Award-winning actor Danny Glover has attended many of MAFFAN’s protests, including past demonstrations outside auto shows that drew worldwide attention. Grammy-winning rapper Common performed at a MAFFAN benefit last year.
From Jan. 26 through Jan. 30, MAFFAN held protests outside Nissan dealerships in seven southern cities. In Marietta, Ga., north of Atlanta, the Jan. 26 action drew support from UAW Local 10, faith leaders, elected officials, the Communication Workers union, the Georgia AFL-CIO, the Teamsters and Students against Sweatshops. Low-wage workers with Fight for $15 joined after protesting at a local restaurant against Hardee CEO Andrew Puzder’s nomination to U.S. labor secretary.
Three dealership pickets in North Carolina included newly organized city workers in Greensboro, represented by Electrical Workers Local 150, and city workers in Raleigh who are also in Local 150. In those two cities and in Charlotte, the militant picket lines united labor and community supporters, who heard eye-opening testimony from current and former Nissan workers. The Change to Win labor federation helped organize the protests and others in Birmingham, Ala.; Nashville, Tenn.; and New Orleans.
The UAW has gone global to expose Nissan and partner Renault. In November, Mississippi plant workers and supporters demonstrated outside the Olympics in Brazil. In July, the UAW blasted Renault-Nissan for refusing to meet with French parliamentarian Christian Hutin.
The company maintains its hard-line, anti-union stance, having refused offers of mediation from the federal government, but workers refuse to give up. MAFFAN has called a “March on Mississippi” to “End Voter Suppression” — meaning Nissan’s intimidation of workers who would otherwise vote for the UAW. As Mock said: “We are steadfast and we are in it to win it.
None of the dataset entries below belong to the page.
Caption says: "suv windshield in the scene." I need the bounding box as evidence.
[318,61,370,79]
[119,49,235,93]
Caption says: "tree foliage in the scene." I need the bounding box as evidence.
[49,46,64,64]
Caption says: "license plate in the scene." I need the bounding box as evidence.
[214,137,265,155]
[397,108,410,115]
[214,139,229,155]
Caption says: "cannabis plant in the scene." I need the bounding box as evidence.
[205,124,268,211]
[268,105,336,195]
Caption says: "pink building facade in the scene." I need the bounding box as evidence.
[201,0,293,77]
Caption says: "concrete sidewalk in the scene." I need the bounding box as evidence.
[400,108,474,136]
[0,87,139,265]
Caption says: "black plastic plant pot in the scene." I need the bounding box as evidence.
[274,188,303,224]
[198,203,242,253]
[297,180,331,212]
A movement like this will change how the South treats workers’ rights and cheap labor.”
Unionize the South!
The movement Mock envisions is crucial to union success. Unions have long neglected organizing Southern workers. As a consequence, companies have closed northern plants and relocated these “runaway plants” to Southern states. There, anti-union “right-to-work” (for less!) laws allow union members to withhold dues and thus weaken the organization.
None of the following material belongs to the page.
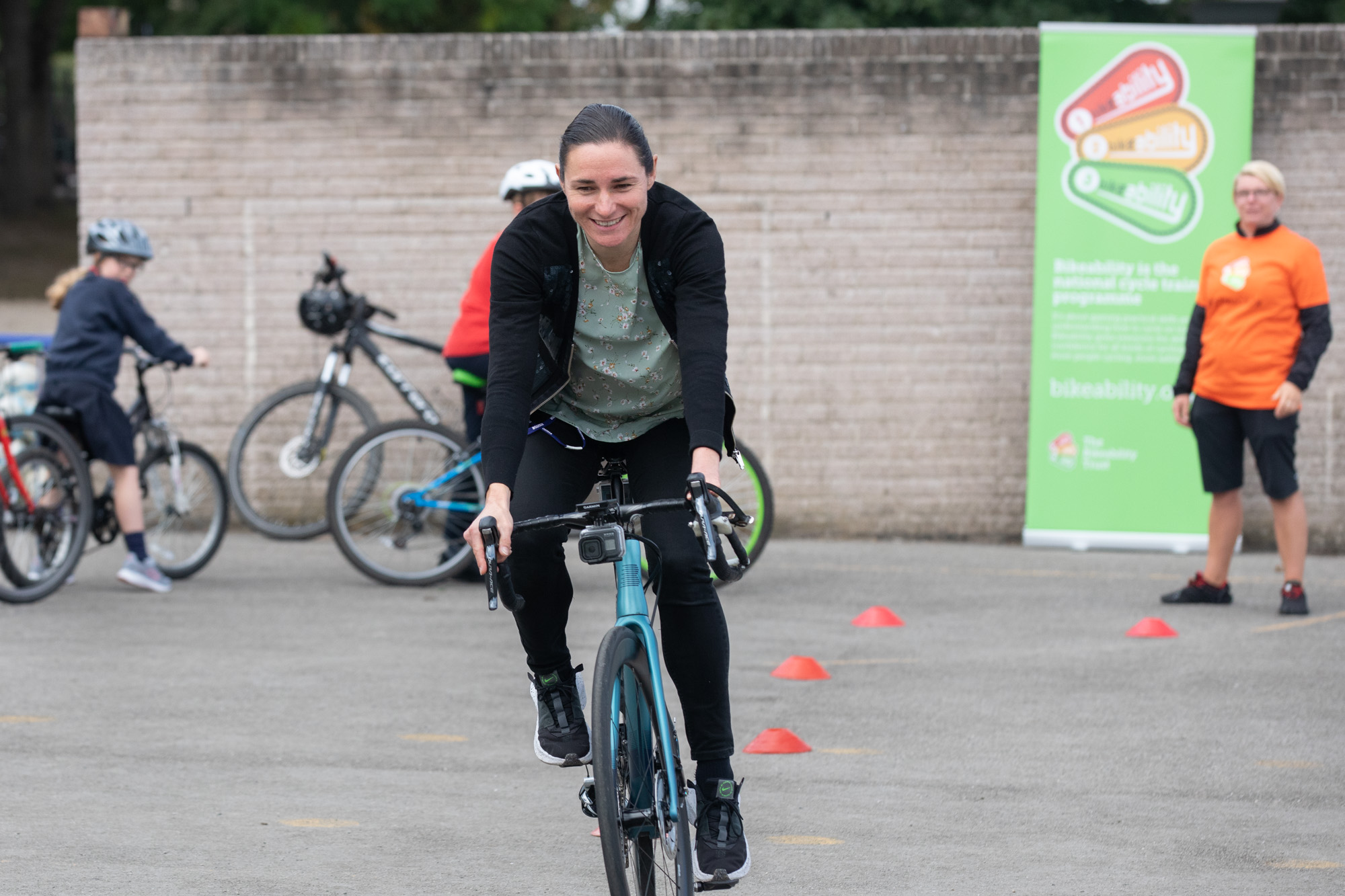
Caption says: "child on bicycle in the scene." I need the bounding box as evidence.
[444,159,561,441]
[39,218,210,594]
All of the foreign auto “transplants,” with the exception of two Honda plants in semirural Ohio, are in the South. None have been unionized.
The lack of a strategy to organize the South has had dire consequences for the labor movement. Northern state governments have passed Southern-style “right-to-work” (for less!) laws. Unions have faced harsher demands that they concede on wages and benefits. The union correctly claims it will be hamstrung at the bargaining table until the Southern transplants are unionized.
While the UAW leaders rightfully confront Nissan’s widespread use of temporary workers, the union’s current contracts allow Ford, General Motors and Fiat Chrysler to hire more temporaries. By attacking Nissan while letting U.S. auto companies off the hook, the union leadership evokes its racist, chauvinistic “Buy American” campaigns, which break up international worker solidarity.
Many rank and filers believe the UAW has to restore its reputation as a fighting union before it can organize the unorganized. Nevertheless, as the Nissan campaign demonstrates, more and more workers are organizing in the South. The Southern solidarity rallies were part of a strategy to draw labor and the community together to build power.
Building Southern coalitions, such as the Southern Workers Assembly, will advance the movement to organize the South and move the whole working class forward in the struggle against capitalism.
Dianne Mathiowetz and Dante Strobino contributed to this article. Martha Grevatt is a 29-year UAW Chrysler worker.